House Republicans may be heading toward a veto battle with President Obama over H.R. 436, a health package that includes the text of H.R. 1004 — a bill that would kill the much-loathed requirement that flexible spending account (FSA) holders forfeit any unused FSA balances at the end of the plan year.

The best-known provision in H.R. 436 would eliminate a 2.3% excise tax on medical devices that’s set to be imposed by the Patient Protection and Affordable Care Act of 2010 (PPACA).

To keep H.R. 436, the Health Care Cost Reduction Act package, from increasing the federal budget deficit, the Republicans have added a provision that would claw back any extra health insurance purchase tax credits that low-income and moderate-income taxpayers get as a result of implementation of PPACA.

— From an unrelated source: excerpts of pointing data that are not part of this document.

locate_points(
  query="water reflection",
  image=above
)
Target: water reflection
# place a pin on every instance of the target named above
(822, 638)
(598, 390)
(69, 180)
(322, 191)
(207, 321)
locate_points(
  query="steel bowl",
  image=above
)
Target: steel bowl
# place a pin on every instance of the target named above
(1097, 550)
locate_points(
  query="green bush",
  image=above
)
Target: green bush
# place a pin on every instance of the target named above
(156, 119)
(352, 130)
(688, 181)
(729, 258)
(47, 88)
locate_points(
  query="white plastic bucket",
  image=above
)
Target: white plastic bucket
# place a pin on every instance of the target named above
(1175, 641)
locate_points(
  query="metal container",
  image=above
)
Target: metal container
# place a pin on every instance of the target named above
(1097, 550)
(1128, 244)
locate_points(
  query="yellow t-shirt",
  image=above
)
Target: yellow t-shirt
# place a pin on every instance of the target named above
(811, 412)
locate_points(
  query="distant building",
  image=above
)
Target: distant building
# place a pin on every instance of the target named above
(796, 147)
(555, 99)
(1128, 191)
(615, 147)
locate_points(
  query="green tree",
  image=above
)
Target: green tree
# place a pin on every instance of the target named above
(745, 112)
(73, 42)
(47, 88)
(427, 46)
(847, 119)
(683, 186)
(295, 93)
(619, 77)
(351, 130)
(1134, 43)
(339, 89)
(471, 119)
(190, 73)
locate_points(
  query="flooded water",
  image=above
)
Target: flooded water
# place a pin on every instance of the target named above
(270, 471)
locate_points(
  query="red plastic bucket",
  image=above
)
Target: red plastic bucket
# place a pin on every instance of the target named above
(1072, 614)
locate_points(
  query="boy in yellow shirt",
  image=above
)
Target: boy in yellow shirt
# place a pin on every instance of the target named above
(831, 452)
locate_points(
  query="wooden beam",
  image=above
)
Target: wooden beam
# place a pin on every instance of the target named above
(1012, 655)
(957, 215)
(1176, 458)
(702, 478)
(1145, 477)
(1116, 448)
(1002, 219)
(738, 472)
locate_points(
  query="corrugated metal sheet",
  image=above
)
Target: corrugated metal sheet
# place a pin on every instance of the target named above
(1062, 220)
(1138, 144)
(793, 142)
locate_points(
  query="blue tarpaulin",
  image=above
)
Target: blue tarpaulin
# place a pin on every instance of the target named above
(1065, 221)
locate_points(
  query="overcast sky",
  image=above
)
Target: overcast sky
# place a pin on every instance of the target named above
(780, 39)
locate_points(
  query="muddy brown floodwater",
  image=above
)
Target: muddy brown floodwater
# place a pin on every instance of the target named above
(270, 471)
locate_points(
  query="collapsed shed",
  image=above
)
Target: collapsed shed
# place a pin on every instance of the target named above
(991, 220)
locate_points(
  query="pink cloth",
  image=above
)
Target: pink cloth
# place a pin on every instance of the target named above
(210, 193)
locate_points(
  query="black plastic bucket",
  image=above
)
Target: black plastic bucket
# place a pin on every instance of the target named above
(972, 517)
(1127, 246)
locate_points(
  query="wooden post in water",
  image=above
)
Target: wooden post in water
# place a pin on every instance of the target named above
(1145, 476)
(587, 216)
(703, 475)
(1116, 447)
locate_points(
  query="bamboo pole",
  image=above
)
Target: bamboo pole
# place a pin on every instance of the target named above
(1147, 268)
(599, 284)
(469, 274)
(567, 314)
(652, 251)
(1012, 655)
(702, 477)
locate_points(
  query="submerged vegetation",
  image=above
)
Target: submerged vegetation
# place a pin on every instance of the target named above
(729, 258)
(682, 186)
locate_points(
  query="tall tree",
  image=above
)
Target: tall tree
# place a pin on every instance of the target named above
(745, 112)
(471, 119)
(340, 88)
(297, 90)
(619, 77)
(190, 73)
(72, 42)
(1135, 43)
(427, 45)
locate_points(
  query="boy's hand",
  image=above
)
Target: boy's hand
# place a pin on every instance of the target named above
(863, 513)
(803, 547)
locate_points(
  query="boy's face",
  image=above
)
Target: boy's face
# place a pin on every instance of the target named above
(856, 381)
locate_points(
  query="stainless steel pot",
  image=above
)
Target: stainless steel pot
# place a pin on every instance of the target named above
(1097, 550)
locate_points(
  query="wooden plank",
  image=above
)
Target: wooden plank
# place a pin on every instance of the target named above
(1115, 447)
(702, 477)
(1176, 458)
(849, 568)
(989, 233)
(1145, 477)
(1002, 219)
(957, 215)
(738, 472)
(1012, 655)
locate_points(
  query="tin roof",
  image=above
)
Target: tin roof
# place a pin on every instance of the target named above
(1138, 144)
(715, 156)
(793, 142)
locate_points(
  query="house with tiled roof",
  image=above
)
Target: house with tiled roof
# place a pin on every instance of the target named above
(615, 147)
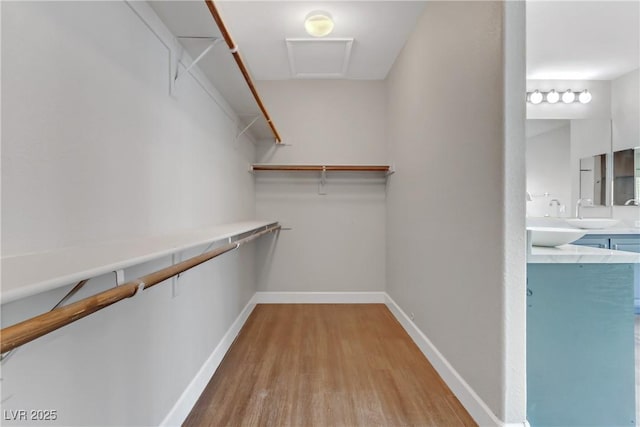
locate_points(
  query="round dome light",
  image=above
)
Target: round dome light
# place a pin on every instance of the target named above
(568, 97)
(584, 97)
(553, 97)
(535, 97)
(318, 23)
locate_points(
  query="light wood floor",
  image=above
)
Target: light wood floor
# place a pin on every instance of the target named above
(326, 365)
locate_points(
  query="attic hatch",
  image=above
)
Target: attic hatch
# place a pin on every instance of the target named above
(319, 58)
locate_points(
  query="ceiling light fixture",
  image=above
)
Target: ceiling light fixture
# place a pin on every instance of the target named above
(553, 96)
(568, 96)
(318, 23)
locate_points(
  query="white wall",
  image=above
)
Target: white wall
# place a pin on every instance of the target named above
(337, 241)
(548, 158)
(94, 148)
(625, 114)
(625, 110)
(455, 215)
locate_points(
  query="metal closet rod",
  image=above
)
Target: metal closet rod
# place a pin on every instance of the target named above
(328, 168)
(243, 69)
(35, 327)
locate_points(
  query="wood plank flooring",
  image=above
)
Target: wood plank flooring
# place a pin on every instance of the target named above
(326, 365)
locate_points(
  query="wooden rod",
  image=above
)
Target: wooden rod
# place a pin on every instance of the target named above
(35, 327)
(243, 69)
(320, 168)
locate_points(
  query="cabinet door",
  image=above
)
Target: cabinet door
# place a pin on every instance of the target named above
(630, 243)
(593, 241)
(580, 347)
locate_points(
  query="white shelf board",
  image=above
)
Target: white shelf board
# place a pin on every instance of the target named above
(29, 274)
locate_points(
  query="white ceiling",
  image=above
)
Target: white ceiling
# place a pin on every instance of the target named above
(582, 40)
(566, 40)
(379, 30)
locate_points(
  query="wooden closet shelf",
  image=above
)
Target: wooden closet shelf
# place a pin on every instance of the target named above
(320, 168)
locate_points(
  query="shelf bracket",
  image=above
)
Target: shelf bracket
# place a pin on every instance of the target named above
(246, 128)
(323, 182)
(214, 41)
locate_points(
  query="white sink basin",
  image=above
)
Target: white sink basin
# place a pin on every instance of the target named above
(592, 223)
(553, 236)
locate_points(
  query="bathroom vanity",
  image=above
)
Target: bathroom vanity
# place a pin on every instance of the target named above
(580, 336)
(619, 239)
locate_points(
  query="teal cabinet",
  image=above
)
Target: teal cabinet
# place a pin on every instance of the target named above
(580, 345)
(618, 242)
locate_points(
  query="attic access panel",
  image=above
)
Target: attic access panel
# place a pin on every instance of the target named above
(191, 23)
(319, 58)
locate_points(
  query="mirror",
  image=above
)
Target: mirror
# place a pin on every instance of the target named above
(567, 160)
(593, 179)
(626, 177)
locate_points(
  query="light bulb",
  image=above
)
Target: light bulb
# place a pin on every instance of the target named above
(568, 97)
(318, 23)
(553, 97)
(535, 97)
(584, 97)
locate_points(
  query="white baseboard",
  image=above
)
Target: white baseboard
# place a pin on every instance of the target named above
(476, 407)
(191, 394)
(319, 298)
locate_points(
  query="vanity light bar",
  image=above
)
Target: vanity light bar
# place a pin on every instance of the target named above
(553, 96)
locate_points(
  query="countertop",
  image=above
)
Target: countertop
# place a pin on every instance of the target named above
(574, 254)
(614, 231)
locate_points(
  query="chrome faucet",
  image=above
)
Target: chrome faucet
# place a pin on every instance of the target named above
(579, 204)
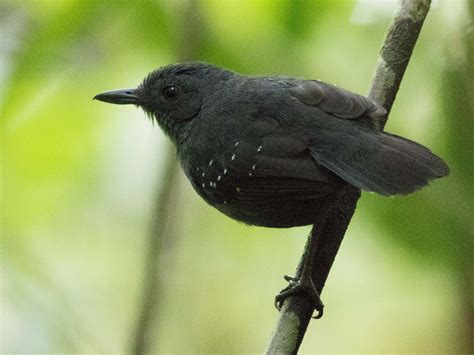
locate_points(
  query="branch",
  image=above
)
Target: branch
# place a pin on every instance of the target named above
(163, 234)
(394, 56)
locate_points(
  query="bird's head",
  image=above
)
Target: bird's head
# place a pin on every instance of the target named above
(172, 95)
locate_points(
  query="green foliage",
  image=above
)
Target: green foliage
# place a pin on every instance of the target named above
(79, 178)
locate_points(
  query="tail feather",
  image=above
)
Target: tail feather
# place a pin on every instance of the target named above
(377, 161)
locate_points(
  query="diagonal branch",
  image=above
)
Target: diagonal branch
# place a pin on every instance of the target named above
(394, 56)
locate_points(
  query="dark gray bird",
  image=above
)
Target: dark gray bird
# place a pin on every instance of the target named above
(273, 151)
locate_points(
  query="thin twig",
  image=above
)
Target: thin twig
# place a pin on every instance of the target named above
(394, 56)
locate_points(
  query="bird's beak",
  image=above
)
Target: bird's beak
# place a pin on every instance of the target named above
(119, 97)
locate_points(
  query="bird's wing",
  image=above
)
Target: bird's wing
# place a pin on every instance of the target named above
(276, 164)
(335, 101)
(366, 158)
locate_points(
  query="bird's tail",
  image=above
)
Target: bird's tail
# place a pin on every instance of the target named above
(377, 161)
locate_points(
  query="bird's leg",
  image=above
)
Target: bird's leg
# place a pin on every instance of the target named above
(303, 281)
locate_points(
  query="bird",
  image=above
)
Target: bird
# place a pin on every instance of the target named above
(274, 151)
(277, 151)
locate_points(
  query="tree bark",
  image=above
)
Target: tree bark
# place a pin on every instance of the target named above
(394, 56)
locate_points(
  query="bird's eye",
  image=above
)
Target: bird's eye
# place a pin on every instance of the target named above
(170, 92)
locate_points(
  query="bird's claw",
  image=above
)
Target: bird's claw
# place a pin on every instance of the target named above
(299, 285)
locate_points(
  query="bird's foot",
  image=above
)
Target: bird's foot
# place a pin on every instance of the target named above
(297, 286)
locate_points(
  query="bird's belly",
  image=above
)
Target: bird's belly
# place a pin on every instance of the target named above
(262, 201)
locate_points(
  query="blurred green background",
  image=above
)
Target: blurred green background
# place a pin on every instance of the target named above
(80, 181)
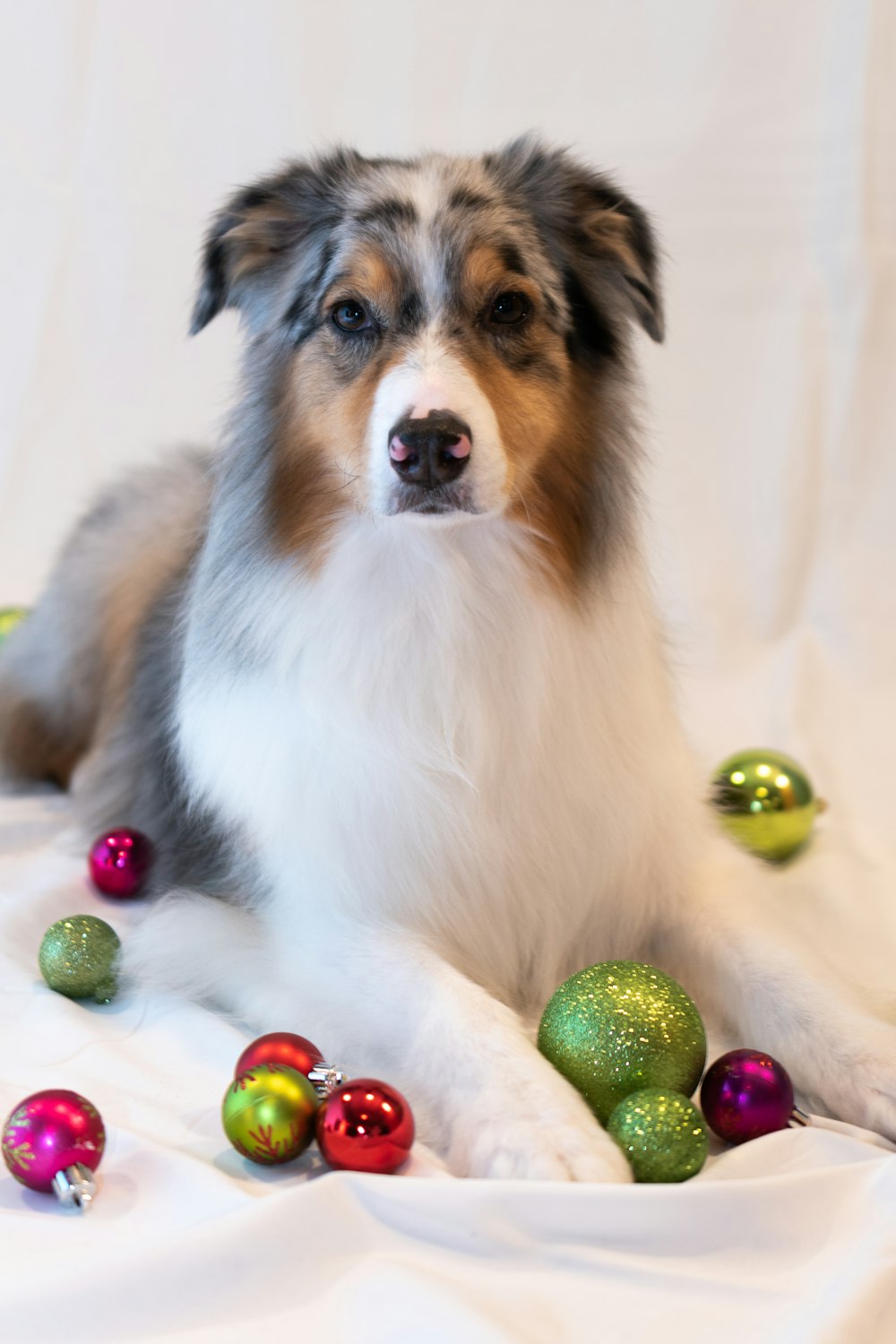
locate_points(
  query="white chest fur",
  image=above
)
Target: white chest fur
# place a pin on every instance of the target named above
(426, 734)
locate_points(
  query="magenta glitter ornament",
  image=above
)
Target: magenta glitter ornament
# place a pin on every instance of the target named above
(745, 1094)
(53, 1142)
(120, 862)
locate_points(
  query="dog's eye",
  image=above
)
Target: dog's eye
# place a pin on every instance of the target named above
(351, 317)
(509, 309)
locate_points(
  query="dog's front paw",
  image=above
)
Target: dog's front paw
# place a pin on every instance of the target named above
(864, 1090)
(555, 1139)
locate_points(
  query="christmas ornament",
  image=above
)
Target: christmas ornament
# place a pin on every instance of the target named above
(284, 1047)
(120, 862)
(766, 803)
(10, 617)
(661, 1133)
(622, 1026)
(78, 959)
(53, 1142)
(366, 1126)
(745, 1094)
(269, 1113)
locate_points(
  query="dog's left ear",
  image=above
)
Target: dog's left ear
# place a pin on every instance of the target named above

The White House says President Obama’s senior advisors will recommend that he veto H.R. 436 if the bill reaches his desk.

PPACA is improving individuals’ health, giving American families and small business owners more control of their health care, and “ending the worst practices of insurance companies,” administration officials say in a policy statement.

The medical device excise tax would be a way for the health care system to share some of the extra sales revenue device makers get as PPACA expands access to health insurance and health care, and imposing stiff demands on low-income and middle-income families is is a bad way to fund industry tax breaks, administration officials say.

“Instead of working together to reduce health care costs, H.R. 436 chooses to refight old  political battles over health care,” administration officials say.

Rep. Erik Paulsen, R-Minn., says the core excise tax repeal provision in H.R. 436 would help the United States keep its lead in medical technology innovation.

“This new excise tax would force many companies to lay off workers, move jobs overseas, or worse yet, close their doors altogether,” Paulsen says.

Some Democrats, including Sens. Amy Klobuchar, D-Minn., and Al Franken, D-Minn., support the idea of repealing the excise tax.